Relationship between symmetries and quantum operators of classical quantities?

Question

I noticed this the other day. I don't really know "what" this means, I'd love to understand.

• The energy operator is $\hat E = -i \hbar \frac{\partial}{\partial t}$. Conservation of energy is a consequence of time symmetry.
• The momentum operator is $i \hbar \frac{\partial}{\partial x}$. Conservation of momentum is a consequence of space symmetry.
• The angular momentum operator is $-i \hbar (r \times \nabla)$. Conservation of angular momentum is a consequence of rotational symmetry, which 'feels related' to curl: $r \times \nabla$.

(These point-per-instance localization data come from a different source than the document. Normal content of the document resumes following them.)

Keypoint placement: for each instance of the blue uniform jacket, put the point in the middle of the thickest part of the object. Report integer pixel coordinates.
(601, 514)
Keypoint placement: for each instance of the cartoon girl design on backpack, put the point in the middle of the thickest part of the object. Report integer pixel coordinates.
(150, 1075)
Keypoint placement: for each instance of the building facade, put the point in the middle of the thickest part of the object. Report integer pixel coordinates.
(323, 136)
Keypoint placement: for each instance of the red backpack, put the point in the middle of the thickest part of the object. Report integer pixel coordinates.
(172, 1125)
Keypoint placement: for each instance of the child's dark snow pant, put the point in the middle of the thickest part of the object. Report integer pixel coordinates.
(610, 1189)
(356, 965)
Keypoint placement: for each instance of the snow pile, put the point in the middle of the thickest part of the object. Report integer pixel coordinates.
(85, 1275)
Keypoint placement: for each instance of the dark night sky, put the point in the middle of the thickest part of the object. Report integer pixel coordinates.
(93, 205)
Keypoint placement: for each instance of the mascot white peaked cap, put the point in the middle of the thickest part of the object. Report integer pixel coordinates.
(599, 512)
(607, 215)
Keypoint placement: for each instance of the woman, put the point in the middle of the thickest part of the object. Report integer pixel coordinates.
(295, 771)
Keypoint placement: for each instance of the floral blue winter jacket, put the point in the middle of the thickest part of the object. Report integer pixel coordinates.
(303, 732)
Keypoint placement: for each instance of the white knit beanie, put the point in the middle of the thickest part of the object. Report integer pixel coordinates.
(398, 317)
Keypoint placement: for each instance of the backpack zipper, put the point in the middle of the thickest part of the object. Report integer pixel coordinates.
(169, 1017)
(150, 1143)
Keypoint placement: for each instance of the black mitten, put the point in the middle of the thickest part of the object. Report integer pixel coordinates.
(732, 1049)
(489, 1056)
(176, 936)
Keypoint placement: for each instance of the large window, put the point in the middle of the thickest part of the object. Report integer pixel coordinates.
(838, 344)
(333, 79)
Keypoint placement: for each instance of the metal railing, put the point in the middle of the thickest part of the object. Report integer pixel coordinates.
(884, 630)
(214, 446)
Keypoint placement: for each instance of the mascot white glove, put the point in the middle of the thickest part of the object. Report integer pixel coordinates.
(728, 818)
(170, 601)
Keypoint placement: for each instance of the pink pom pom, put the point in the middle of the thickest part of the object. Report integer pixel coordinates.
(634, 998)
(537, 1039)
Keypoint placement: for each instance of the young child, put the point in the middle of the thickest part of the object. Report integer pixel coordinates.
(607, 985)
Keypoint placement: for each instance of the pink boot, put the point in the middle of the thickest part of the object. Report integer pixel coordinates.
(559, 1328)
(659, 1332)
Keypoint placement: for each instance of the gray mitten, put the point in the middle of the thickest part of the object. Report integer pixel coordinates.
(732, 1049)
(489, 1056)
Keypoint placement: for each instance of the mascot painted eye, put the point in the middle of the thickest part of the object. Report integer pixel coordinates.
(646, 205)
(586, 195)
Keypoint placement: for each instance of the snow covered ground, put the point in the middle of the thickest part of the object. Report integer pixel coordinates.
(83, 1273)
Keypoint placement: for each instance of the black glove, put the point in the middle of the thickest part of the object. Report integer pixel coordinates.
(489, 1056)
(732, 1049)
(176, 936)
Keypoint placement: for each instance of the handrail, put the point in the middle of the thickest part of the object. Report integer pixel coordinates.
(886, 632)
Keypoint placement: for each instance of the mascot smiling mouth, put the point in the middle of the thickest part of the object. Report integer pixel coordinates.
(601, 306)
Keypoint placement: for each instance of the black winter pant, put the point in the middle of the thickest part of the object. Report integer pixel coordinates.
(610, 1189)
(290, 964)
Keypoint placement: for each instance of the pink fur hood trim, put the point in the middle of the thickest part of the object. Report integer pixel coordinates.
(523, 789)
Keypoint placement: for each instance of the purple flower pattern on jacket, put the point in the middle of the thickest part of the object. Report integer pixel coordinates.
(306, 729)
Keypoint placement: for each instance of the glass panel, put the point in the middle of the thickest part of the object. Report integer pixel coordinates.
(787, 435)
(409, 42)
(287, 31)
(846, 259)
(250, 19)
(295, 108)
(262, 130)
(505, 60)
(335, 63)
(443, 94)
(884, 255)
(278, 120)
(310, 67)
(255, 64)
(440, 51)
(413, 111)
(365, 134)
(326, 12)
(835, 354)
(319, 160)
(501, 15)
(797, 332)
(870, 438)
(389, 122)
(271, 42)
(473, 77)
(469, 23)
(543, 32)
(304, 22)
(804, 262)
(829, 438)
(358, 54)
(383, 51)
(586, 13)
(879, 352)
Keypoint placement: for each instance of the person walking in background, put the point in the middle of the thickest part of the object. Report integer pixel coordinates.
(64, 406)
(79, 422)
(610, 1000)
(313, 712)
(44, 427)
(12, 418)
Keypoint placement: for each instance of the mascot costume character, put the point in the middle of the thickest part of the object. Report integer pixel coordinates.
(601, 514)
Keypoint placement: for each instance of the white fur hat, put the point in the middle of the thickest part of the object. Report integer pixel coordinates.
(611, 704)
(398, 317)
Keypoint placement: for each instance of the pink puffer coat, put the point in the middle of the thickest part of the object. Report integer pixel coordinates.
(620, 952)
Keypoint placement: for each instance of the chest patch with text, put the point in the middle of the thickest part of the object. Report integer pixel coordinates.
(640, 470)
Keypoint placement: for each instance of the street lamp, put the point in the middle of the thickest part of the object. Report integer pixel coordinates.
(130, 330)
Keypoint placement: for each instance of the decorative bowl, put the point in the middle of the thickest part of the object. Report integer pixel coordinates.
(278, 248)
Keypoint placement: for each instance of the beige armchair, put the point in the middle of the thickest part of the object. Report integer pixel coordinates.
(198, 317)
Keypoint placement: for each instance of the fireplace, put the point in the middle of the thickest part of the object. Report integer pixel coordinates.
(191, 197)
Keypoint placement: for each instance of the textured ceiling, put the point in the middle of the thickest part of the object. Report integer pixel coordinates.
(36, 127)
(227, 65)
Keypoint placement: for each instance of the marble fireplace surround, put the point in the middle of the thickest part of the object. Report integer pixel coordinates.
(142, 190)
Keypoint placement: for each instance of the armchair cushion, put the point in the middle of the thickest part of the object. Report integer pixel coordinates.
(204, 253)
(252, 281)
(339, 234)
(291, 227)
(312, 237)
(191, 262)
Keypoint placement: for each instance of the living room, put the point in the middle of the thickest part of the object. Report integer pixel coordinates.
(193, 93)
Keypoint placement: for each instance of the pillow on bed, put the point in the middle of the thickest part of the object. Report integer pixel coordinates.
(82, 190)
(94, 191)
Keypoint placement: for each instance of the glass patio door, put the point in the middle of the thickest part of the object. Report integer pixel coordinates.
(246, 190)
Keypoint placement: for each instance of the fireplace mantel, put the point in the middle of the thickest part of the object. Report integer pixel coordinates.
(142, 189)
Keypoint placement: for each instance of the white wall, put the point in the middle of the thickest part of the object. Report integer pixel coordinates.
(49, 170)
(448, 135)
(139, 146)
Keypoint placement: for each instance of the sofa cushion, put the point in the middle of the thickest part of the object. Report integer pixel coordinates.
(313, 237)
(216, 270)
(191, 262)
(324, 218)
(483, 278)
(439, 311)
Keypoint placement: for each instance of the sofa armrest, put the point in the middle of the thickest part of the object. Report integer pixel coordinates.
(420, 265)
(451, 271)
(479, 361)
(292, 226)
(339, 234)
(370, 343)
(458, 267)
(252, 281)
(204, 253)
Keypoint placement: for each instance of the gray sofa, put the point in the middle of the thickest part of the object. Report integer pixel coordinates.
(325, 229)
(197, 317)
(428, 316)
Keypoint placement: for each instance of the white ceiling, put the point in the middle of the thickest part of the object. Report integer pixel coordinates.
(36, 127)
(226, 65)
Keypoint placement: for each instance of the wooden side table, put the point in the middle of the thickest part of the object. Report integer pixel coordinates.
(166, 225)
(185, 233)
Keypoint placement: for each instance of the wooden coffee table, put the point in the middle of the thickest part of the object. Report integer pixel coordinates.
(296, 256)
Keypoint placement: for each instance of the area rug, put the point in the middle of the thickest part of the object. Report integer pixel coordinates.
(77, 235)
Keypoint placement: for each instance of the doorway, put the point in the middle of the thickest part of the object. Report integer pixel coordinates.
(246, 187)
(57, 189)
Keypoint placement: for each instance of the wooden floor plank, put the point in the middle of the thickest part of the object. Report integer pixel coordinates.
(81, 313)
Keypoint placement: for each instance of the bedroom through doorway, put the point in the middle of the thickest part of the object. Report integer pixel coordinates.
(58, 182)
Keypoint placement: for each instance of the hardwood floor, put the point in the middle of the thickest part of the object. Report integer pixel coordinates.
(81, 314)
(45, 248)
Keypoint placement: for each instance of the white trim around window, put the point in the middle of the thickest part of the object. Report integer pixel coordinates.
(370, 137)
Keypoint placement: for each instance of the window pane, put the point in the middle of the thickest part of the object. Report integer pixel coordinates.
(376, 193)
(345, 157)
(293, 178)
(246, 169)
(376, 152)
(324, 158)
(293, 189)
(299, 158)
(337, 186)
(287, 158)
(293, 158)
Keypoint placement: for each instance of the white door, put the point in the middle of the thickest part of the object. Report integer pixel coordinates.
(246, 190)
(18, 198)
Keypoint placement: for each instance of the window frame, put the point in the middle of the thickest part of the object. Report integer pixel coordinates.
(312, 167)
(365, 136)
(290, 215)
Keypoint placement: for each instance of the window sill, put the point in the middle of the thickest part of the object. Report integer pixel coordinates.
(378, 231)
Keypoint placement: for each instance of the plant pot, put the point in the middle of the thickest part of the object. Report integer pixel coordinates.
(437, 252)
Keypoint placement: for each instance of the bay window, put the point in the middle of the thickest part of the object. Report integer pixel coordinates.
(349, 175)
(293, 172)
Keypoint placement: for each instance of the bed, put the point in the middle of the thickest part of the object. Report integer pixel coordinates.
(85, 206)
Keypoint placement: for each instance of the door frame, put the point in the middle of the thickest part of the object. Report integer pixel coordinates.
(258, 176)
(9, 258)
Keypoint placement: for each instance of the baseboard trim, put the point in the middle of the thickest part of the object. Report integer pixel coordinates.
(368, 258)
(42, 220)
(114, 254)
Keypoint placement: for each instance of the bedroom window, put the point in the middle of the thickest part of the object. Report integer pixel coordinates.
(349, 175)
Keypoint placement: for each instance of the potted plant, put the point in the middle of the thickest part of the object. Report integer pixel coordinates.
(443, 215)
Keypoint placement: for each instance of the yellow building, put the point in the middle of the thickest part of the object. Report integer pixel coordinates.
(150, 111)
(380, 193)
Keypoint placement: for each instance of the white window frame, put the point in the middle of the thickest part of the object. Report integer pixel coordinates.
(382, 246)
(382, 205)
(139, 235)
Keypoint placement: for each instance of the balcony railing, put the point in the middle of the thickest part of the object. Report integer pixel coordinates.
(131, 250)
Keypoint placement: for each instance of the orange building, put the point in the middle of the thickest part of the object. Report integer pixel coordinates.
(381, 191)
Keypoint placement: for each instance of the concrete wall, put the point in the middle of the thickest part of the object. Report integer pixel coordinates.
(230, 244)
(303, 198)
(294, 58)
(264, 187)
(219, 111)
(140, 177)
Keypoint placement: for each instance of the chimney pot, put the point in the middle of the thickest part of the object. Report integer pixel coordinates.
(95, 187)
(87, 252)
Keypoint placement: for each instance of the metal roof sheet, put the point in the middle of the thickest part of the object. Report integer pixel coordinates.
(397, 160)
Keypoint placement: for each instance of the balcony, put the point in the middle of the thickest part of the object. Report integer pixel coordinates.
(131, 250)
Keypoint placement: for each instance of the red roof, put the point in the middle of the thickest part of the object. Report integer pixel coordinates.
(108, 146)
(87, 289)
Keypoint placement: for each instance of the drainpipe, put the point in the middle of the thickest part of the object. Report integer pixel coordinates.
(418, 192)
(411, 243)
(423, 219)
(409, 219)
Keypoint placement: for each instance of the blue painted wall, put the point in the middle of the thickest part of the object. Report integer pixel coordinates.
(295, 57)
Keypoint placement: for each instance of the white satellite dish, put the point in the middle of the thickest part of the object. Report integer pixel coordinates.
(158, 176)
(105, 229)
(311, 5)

Is the "general form" of any quantum mechanical operator of a given classical quantity $Q$, whose conservation law is given by a symmetry in some 'direction '$d$ going to be proportial to $\hat Q \equiv i \hbar \frac{\partial}{\partial d}$?

If not, why do the energy and momentum operator have their symmetries in the derivative? is there a reason?

Answer 1

There is a lot of truth behind OP's observations, which are backed up by the following facts:

• An infinitesimal symmetry $\delta$ with symmetry parameter $\epsilon$ is generated by a Noether charge $\hat{Q}$ in the sense that $\delta=\epsilon [\hat{Q},\cdot]$, cf. e.g. this Phys.SE post.

• The symmetry parameter $\epsilon$ can often be associated with a variable/coordinate $q$ of theory.

• If $[\hat{Q},q]\propto {\bf 1}$ is proportional to the identity operator we can go to the corresponding Schroedinger representation $\hat{Q}\propto\frac{\partial}{\partial q}$ in $q$-space.